Rien n’y a fait. Vladimir Poutine a été élu en mars, réélu pour la troisième fois après un intermède comme Premier ministre. Vladimir Poutine contrôle le Parlement et venait de faire adopter, en urgence, une loi punissant d’une amende supérieure au salaire annuel moyen la participation à des manifestations ayant entrainé des violences.

Contre cet homme-là, rien n’apparaît plus possible mais des dizaines de milliers d’hommes et de femmes sont pourtant descendus hier dans les rues de Moscou pour dénoncer le « voleur » qu’ils l’accusent d’être, exiger son départ et demander l’organisation de nouvelles élections.
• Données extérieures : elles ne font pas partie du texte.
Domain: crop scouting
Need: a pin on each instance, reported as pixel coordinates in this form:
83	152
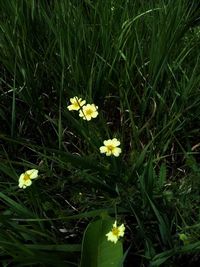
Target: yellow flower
111	147
116	232
88	112
25	178
76	103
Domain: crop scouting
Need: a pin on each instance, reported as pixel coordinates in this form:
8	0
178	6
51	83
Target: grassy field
138	62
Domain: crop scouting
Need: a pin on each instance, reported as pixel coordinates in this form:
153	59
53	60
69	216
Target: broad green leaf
97	251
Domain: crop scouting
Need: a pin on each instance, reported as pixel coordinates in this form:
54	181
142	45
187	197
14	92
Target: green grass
138	61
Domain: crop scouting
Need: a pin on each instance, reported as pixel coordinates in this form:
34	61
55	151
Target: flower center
26	177
115	231
88	112
110	147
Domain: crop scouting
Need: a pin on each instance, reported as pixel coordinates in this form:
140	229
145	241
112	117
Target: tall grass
138	61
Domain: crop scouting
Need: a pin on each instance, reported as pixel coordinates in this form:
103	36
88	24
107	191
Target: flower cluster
87	112
116	232
26	178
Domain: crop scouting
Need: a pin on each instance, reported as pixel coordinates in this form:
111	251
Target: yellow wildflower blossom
25	178
76	103
116	232
111	147
88	112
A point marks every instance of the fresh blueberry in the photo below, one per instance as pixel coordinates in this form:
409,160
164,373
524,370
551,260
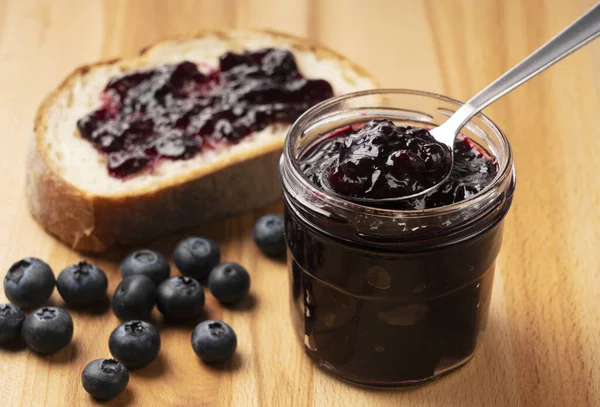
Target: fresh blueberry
180,298
214,341
196,256
229,282
268,235
11,320
104,379
29,283
134,298
48,330
135,343
82,284
147,262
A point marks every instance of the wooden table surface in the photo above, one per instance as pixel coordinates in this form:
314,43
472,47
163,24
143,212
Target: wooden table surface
542,345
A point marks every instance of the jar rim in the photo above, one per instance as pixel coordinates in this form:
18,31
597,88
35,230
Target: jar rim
505,170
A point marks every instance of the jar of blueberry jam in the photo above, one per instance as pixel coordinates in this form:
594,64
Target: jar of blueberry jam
390,294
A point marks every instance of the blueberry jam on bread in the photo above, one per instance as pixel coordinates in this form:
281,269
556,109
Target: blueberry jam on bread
189,131
175,111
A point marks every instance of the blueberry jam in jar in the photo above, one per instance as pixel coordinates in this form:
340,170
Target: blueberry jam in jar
394,294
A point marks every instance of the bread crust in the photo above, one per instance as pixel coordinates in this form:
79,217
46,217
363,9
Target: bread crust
93,223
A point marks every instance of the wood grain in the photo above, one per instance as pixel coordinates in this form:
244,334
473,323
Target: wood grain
542,343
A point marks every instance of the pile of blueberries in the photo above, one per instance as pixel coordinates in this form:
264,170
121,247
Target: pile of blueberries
146,282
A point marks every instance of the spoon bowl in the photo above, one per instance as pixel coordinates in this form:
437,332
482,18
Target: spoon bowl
581,32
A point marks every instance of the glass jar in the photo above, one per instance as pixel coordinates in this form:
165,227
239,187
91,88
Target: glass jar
384,297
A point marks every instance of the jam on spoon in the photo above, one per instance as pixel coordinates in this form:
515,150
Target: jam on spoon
380,160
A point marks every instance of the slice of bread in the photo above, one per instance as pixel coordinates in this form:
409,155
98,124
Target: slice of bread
72,196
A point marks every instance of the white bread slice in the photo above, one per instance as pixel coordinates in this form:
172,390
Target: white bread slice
72,196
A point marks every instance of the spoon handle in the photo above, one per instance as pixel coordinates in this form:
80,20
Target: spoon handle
575,36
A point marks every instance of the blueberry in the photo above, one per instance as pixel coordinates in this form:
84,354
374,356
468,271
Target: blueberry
82,284
104,379
268,235
11,320
196,256
134,298
180,298
229,282
135,343
214,341
48,330
29,283
147,262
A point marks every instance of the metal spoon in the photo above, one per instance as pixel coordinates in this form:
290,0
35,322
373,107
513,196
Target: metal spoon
575,36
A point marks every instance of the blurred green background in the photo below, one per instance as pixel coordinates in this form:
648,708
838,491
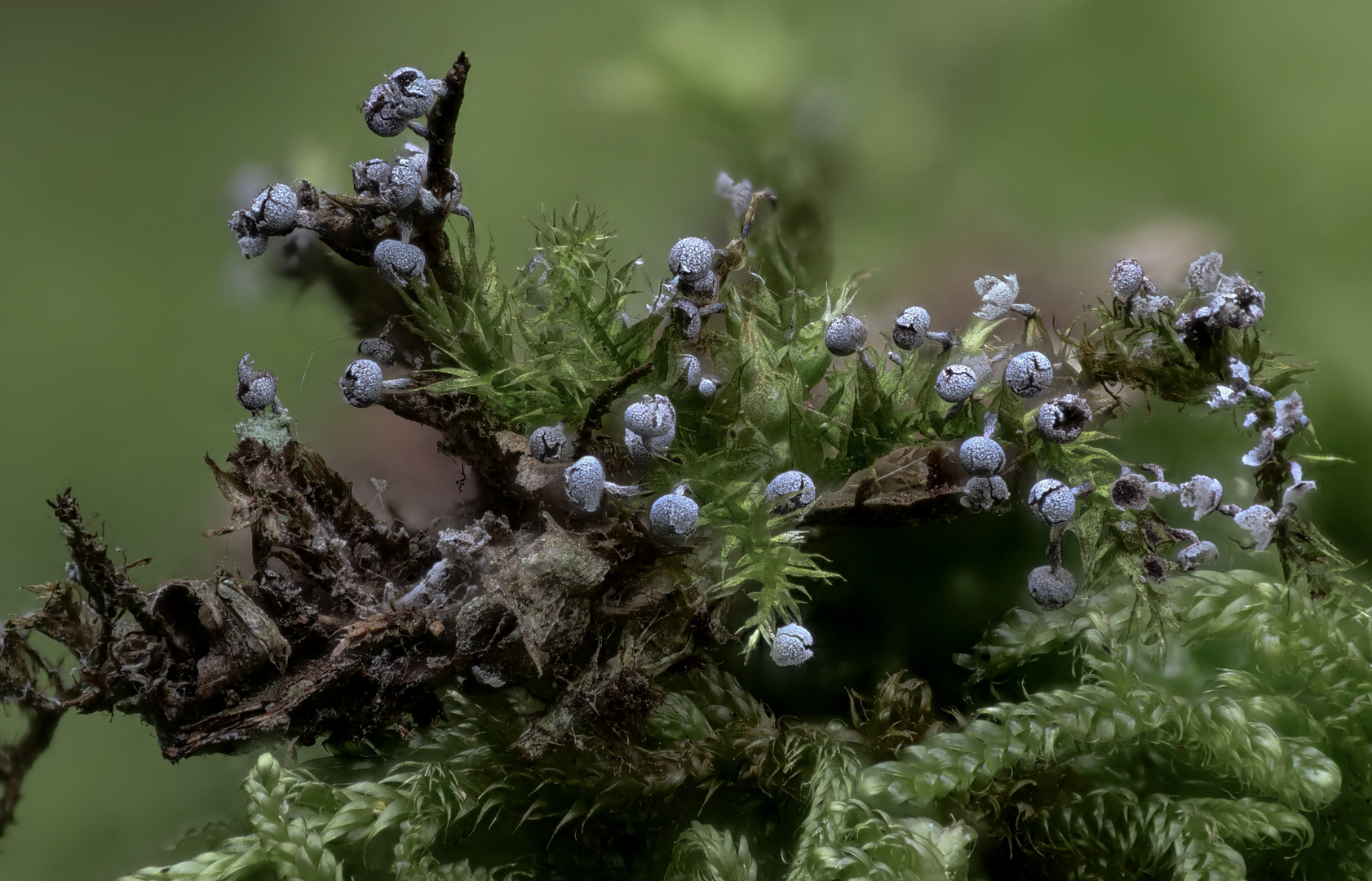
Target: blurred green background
1047,139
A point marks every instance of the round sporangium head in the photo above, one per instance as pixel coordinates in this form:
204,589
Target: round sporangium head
257,388
1062,418
789,482
651,418
585,483
378,350
981,458
1029,374
1051,589
845,335
547,444
1126,277
910,328
1203,275
273,209
1052,501
955,383
690,259
361,383
1131,492
1154,567
674,516
398,261
792,645
1195,556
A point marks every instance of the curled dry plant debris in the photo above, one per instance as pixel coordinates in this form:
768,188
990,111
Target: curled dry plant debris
549,653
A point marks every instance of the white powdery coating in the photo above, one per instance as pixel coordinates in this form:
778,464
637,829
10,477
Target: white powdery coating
1261,453
547,444
1194,556
1290,416
690,259
651,418
1029,374
405,95
789,482
1051,589
257,388
361,383
998,295
955,383
792,645
585,483
981,458
674,516
1224,397
1201,493
273,209
1259,520
1052,501
910,328
402,185
414,91
1203,273
1126,277
398,261
378,350
845,335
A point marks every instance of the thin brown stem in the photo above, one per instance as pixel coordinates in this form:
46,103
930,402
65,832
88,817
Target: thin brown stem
442,124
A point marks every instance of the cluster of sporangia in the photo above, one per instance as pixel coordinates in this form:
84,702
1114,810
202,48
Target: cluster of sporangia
398,185
690,297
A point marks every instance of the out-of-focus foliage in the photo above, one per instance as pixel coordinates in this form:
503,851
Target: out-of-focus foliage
984,131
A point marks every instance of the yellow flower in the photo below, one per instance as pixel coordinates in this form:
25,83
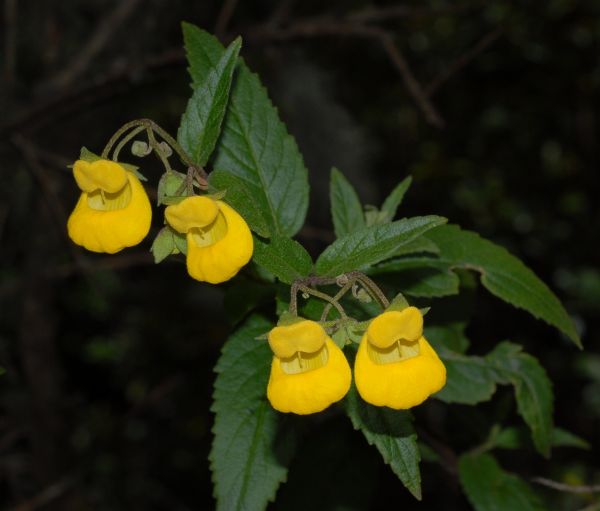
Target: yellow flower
113,211
395,365
309,372
219,241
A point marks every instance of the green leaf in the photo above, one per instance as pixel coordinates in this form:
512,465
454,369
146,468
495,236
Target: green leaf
346,210
392,433
241,197
394,199
449,335
533,390
502,274
563,438
255,145
372,245
203,52
418,245
283,257
415,278
201,122
250,455
169,185
489,488
163,244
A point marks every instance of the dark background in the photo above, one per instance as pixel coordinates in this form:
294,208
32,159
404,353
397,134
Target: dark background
492,107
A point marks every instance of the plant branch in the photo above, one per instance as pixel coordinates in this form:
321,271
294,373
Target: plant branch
319,27
463,61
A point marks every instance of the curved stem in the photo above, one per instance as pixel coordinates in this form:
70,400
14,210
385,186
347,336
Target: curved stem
113,140
157,149
176,147
336,298
325,297
371,288
125,140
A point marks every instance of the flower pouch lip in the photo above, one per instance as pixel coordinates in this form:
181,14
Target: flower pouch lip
309,372
113,211
219,241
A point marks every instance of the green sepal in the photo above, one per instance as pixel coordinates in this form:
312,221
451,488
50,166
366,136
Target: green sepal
349,331
169,185
399,303
134,170
180,242
171,201
163,245
86,155
287,319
Cette mobilisation était d’autant plus frappante que les sites des journaux contestataires avaient été bloqués et que de nombreuses figures de l’opposition avaient vu perquisitionner leurs domiciles la veille avant d’être convoquées par la police pour l’heure même du départ de cette manifestation.

Tout avait été fait pour que ce rassemblement n’ait pas lieu ou soit un échec mais ces mesures d’intimidation semblent avoir, au contraire, galvanisé l’opposition qui ne désarme pas depuis les législatives frauduleuses de décembre dernier. Une situation nouvelle se crée en Russie mais à quoi peut-elle mener ?

Contrairement à ce que craint Vladimir Poutine, il est hautement improbable que la Place Pouchkine devienne la place Tahrir ou l’avenue Bourguiba. Ce n’est pas la chute de ce président qui s’annonce là mais l’opposition est en train de s’inscrire dans le paysage politique russe car ce pays a repris sa longue marche vers la démocratie, ouverte par Mikhaïl Gorbatchev lorsqu’il avait libéralisé la presse, autorisé la création de petites entreprises privées et organisé les premières élections pluralistes à la fin des années 80.

L’URSS n’avait pas survécu à cet appel d’air. Elle en avait perdu son empire avant d’éclater. La Russie en était revenue à ses frontières propres. Les Russes qui étaient depuis si longtemps chez eux en Ukraine, dans la Caucase et en Asie centrale en avaient été d’autant plus traumatisés que les privatisations sauvages les avaient dépossédé de richesses nationales qui étaient supposées collectives et que le passage à l’économie de marché avait précipité les retraités dans la misère et mis des millions de salariés au chômage.

Le choc avait été tel que la Russie en était venue à haïr ce qu’on lui présentait comme la démocratie, qu’elle avait aspiré au retour d’un Etat fort et que Vladimir Poutine lui était ainsi apparu comme un homme providentiel. Porté au pouvoir par les services secrets, Vladimir Poutine fut réellement populaire mais, les années passant, une classe moyenne a fini par émerger en Russie.

Elle voyage, connaît le monde, circule sur internet, aspire aux libertés et à la citoyenneté. C’est elle qui est maintenant entrée en révolte et comme c’est elle qui fait tourner l’économie, crée les richesses et constitue l’avant-garde du pays, il sera difficile de la faire taire. Entre le pouvoir et cette opposition, un rapport de force s’établit qui annonce, pour le coup, d’inéluctables évolutions. Elles seront lentes et incertaines mais se produiront car la Russie des villes a déjà changé et que les campagnes suivront, un jour ou l’autre.